Burunda kakule, beyaz baharatlar, çiçeksi kokular içeren Nikka From The Barrel oldukça dengeli duruyor. Damakta yumuşak, yağlı ve gövdeli bir viski. Damağa vurduğunda vanilya, toffee, tarçın ve meyvemsi detaylar dikkat çekiyor. Orta-kısa arası bir bitişe sahip ne yazık ki bu viski. Bitişine portakal, baharat ve fıçı tatları eşlik ediyor. Nikka From The Barrel’ın origami temasıyla tasarlanan kutusunu da göstermemek olmaz.
Artık damıtımevleri değişik denemeler yapmak adına fıçıyla oynamayı hobi haline getirdiler diyebiliriz. Sherry, Pedro Ximenes ve Sauternes fıçıları bunların en ünlüleri. Hatta bira üreticileri bile Chardonnay, Riesling ve Speyside fıçılarında biralarını dinlendirmeye başladı. Bu markalardan biri olan Mikkeller hakkında çok yakın zamanda bir yazı yazmıştım.
Bu tadımın son viskisi ise Glenmorangie Quinta Ruban. %46 alkol seviyesine sahip viski burbon fıçılarında 10 yıl dinlendirildikten sonra son 2 yılını Portekiz’deki Duoro vadisindeki kamışlarla yapılan Porto fıçılarında geçiriyor ve son halini buluyor.
Şişedeki renginden anlayacağınız üzere son iki yılın etkisi oldukça bariz bir şekilde kendini gösteriyor ve yakut renginde bir viski ortaya çıkıyor. ‘Ruban’ sözcüğünün yakut anlamına geldiğini de burada belirtmek gerekiyor. ‘Quinta’ ise Portekiz’de Portı üzümlerinin yetiştirildiği bir yer adı olarak geçmekte.
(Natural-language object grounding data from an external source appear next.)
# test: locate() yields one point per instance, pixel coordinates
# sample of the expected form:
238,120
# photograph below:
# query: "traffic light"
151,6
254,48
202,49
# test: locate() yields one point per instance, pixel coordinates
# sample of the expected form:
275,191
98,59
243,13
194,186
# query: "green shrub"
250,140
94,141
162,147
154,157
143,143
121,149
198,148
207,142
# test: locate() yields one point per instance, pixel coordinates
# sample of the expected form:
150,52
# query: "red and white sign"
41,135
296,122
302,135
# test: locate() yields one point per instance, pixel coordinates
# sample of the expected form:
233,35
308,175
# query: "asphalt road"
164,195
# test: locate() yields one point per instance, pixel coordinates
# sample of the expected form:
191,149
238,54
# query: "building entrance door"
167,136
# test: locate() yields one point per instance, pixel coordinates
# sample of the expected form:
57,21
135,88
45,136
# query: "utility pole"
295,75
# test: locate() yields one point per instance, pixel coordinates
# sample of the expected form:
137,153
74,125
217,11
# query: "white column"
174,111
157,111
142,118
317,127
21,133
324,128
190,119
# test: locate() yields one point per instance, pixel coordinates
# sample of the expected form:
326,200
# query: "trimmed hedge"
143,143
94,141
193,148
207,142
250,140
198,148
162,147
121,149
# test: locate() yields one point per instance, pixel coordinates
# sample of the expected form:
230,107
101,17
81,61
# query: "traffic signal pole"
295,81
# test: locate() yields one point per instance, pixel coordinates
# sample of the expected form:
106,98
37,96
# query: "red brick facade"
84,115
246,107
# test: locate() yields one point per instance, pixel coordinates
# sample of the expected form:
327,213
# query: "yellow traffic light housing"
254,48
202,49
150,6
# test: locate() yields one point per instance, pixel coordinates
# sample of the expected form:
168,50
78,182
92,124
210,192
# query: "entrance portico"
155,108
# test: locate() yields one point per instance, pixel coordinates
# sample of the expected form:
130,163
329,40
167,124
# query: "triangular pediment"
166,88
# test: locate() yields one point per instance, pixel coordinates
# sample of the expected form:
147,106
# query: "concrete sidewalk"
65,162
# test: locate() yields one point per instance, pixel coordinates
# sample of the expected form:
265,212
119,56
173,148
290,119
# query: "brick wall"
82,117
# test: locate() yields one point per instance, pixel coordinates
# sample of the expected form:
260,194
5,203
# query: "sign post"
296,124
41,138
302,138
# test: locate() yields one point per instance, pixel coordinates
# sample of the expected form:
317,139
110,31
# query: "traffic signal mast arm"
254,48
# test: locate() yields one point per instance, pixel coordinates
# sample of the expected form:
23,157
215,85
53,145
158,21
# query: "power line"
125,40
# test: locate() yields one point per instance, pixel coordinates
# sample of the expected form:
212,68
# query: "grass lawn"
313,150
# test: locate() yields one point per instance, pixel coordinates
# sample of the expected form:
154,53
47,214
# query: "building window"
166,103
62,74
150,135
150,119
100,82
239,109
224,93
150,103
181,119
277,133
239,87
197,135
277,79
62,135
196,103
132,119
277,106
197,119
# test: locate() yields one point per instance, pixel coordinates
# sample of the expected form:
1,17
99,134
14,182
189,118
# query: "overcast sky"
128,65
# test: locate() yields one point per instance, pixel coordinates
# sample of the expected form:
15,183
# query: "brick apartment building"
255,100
Burunda küf ve şekerli meyve kokuları ile çikolata tonları bulunmakta. Damakta ise karamel, kavrulmuş fıstık ve kırmızı orman meyveleri yer alıyor. Orta uzunlukta bir bitişe sahip olan Quinta Ruban son anlarında esmer şeker, kakao ve az sürekliliği olan baharat izleri bırakıyor.
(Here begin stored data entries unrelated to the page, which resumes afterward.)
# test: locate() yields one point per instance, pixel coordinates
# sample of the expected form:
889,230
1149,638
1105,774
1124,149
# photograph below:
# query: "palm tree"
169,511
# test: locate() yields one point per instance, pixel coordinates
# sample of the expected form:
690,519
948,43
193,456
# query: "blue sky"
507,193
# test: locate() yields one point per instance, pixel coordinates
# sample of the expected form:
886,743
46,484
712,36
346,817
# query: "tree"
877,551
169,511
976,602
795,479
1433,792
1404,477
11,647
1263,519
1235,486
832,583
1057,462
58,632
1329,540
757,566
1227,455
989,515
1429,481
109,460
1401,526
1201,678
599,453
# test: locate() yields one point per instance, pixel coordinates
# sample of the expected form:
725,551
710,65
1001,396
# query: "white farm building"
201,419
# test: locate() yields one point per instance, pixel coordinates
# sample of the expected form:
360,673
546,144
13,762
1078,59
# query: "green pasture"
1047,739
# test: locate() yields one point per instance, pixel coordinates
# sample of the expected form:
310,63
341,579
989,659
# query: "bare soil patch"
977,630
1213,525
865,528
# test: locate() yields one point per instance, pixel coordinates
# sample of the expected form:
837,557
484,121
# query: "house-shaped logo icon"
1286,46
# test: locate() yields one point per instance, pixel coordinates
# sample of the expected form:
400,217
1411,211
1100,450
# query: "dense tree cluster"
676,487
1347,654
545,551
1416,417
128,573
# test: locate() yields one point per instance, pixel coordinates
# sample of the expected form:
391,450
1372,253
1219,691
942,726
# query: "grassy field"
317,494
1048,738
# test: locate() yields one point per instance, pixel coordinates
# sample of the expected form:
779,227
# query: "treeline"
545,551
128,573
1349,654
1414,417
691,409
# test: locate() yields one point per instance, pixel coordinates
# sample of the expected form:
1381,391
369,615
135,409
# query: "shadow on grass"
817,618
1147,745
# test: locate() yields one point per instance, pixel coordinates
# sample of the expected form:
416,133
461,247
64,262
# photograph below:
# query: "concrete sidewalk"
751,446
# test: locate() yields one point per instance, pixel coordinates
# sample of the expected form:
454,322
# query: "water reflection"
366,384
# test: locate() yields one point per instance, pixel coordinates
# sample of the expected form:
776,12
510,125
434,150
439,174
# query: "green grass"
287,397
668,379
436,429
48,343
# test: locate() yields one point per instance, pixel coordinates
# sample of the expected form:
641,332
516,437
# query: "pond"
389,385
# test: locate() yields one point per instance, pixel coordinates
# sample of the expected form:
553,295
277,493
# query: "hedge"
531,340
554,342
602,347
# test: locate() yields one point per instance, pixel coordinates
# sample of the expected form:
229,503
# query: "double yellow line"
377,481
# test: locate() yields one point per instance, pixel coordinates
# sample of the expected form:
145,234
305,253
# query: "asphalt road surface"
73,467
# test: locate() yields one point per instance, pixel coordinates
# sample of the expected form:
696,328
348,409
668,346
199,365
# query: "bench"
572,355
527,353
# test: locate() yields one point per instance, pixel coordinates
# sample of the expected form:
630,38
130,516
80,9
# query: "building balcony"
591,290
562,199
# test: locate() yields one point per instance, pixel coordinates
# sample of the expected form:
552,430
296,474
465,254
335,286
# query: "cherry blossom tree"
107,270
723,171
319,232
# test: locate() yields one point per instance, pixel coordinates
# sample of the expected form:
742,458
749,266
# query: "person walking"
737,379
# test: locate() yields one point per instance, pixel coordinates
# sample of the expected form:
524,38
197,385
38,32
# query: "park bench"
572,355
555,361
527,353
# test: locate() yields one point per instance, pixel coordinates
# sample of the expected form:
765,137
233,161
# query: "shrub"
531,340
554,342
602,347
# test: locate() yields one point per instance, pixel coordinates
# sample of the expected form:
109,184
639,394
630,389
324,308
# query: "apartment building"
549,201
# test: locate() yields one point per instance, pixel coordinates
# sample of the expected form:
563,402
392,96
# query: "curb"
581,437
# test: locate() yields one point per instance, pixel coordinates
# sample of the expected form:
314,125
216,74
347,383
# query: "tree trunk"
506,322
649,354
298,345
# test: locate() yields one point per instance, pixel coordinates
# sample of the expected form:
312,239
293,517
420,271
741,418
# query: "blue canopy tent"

Oldukça lezzetli olan bu viskiyi her zaman tercih edebilirim ancak fiyatları genellikle çok yüksek seviylerde bu yüzden sürekli alacağıma yeni viskiler denemeyi de tercih edebilirim. Aynı serinin diğer ürünü olan Nectar D’or benim favorim. İlerleyen dönemlerde onunla ilgili notalarımı da paylaşacağım.